「あら。意外なお客さま。
今日は土曜日なのにお仕事?」



ドアを開けた俺の目の前に立っていたのは、インテリアデザイナーの柿本さん。


随分恐縮しながら頭を掻いている。



「すみません。急に現場に来なきゃいけなくなって…。
寄らせてもらったら貸し切りだったから帰ろうと思ったんだけど、何だかものすごく人の良さそうな方に引き留められてつい…」



柿本さんは2か月ほど前にここにやって来てから、川越に仕事がある度に顔を出してくれている。

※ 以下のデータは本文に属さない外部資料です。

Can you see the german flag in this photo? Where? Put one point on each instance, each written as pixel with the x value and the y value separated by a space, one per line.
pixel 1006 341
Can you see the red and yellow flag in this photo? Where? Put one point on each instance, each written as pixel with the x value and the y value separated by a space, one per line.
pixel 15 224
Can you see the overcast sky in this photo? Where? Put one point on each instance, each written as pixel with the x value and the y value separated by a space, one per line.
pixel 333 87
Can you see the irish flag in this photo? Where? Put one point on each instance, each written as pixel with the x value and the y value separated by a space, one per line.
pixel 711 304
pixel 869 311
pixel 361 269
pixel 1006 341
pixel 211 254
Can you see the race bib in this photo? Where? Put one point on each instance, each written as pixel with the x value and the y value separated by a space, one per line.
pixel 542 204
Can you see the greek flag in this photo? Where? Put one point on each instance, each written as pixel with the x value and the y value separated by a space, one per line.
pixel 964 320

何となく敬語だったり、がっつりタメ口だったりとお互いの距離感はフラフラしているが、同い年だということも判明して今ではすっかり俺のオトモダチだ。



「入りなよ。
今日は身内みたいな集まりでさ。
さっきの人が初めて父親になったお祝いなんだよね。

今から始めるところだから柿本さんもどーぞ?」



「いやいや! 滅相もない。

そんな素敵な会に俺のような者が…。」



そう言いながら首を伸ばして店内を覗き込み、近藤さんを囲んで賑やかに話している一団に



「何か楽しそう……」


羨ましそうに呟くから笑ってしまう。



「だから一緒にどうぞって。

俺もちょうど柿本さんに相談あったし、

今日はナポリタンも作る予定だし」



「え?! シンタくんナポリタン作ってくれるの? やったー」



聞きつけた千波が駆け寄ってきて俺を見上げてから柿本さんに向かって
「よろしければどーぞ?」なんて言いながらにっこり笑っている。



「じゃあ……お邪魔しちゃいます」



柿本さんは千波の笑顔に顔を赤らめながら、今度は躊躇なく店に入ってきて千波に案内されるまま皆の輪に入っていく。



「あらら? ……ちょっと?」



そんな柿本さんの様子に少々拗ねたりしながら、俺は柿本さんの分のグラスを取りにカウンターに戻った。